Mit dem Markteintritt der CME würde der Druck auf die Deutsche-Börse-Sparte Eurex und die Londoner Nyse -Tochter Liffe steigen, die bisher rund 90 Prozent des Derivate-Geschäfts an europäischen Börsen kontrollieren. Seit einiger Zeit sind in Europa schon die LSE-Tochter Turquoise und die US-Börse ICE aktiv, 2013 will auch der amerikanische Konkurrent Nasdaq mit einer eigenen Derivate-Börse in Europa mitmischen. Eurex ist derzeit die größte europäische Derivate-Börse, zuletzt trug die Sparte rund die Hälfte zum Gewinn von Deutschlands größtem Börsenbetreiber bei.

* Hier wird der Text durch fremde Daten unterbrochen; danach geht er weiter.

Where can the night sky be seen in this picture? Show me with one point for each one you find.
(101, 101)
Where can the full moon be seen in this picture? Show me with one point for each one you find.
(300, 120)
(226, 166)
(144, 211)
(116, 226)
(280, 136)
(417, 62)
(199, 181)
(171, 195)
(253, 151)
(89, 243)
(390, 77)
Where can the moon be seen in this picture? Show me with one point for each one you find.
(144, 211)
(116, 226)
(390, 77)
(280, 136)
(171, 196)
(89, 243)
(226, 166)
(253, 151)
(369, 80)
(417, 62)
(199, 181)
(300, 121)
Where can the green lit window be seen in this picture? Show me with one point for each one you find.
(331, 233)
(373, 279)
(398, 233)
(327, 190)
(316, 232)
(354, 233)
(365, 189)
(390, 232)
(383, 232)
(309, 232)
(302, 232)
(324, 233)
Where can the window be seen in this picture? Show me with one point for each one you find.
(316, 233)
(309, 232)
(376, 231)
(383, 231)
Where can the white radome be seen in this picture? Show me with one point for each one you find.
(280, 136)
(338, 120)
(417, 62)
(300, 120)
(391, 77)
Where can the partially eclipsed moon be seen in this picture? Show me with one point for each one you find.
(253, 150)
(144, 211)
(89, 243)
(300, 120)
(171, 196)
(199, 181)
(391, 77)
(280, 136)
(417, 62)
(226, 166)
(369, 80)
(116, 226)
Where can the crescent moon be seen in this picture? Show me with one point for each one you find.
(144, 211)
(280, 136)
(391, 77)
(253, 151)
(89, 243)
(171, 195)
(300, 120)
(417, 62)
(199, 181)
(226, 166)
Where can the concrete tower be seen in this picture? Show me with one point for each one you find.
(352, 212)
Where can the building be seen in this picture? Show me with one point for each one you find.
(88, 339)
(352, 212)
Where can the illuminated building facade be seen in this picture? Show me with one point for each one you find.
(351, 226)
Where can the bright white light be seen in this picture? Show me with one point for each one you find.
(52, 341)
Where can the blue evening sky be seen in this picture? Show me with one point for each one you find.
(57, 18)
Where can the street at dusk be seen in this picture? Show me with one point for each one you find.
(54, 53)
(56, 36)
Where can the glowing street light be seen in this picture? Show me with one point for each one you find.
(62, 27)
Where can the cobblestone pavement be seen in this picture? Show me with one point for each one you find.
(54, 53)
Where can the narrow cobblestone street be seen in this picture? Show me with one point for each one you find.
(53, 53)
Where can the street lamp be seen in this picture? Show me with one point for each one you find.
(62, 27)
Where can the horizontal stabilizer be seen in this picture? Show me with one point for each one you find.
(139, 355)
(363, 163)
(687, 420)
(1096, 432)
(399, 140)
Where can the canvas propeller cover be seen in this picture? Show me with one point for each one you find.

Grund für die Bewegung am Derivatemarkt sind vor allem die anstehenden regulatorischen Reformen. Die EU will den Wettbewerb am Markt erhöhen und Teile des außerbörslichen (OTC) Handels an Börsen verlagern oder zumindest über Clearing-Häuser abwickeln. Dadurch soll die Sicherheit und Transparenz im weltweit rund 700 Billionen Dollar schweren Derivate-Handel erhöht werden. Clearing-Häuser stellen sich zwischen Käufer und Verkäufer von Derivaten und übernehmen dabei auch das Risiko, falls einer der Handelspartner Pleite geht. Die CME ist in Europa bereits seit Mai 2011 mit einem eigene Abwicklungshaus am Start.

Im Handel will die CME im nächsten Jahr zunächst mit Währungs-Derivaten starten, die bisher in Europa kaum über Börsen gehandelt werden. "Die CME besetzt damit eine Nische", sagt Analyst Christian Muschick von Siliva Quandt Research. Ob die US-Börse damit in Europa Fuß fassen kann, hängt seiner Einschätzung nach vor allem davon ab, ob der Börsenbetreiber von Banken und anderen großen Marktteilnehmern unterstützt wird.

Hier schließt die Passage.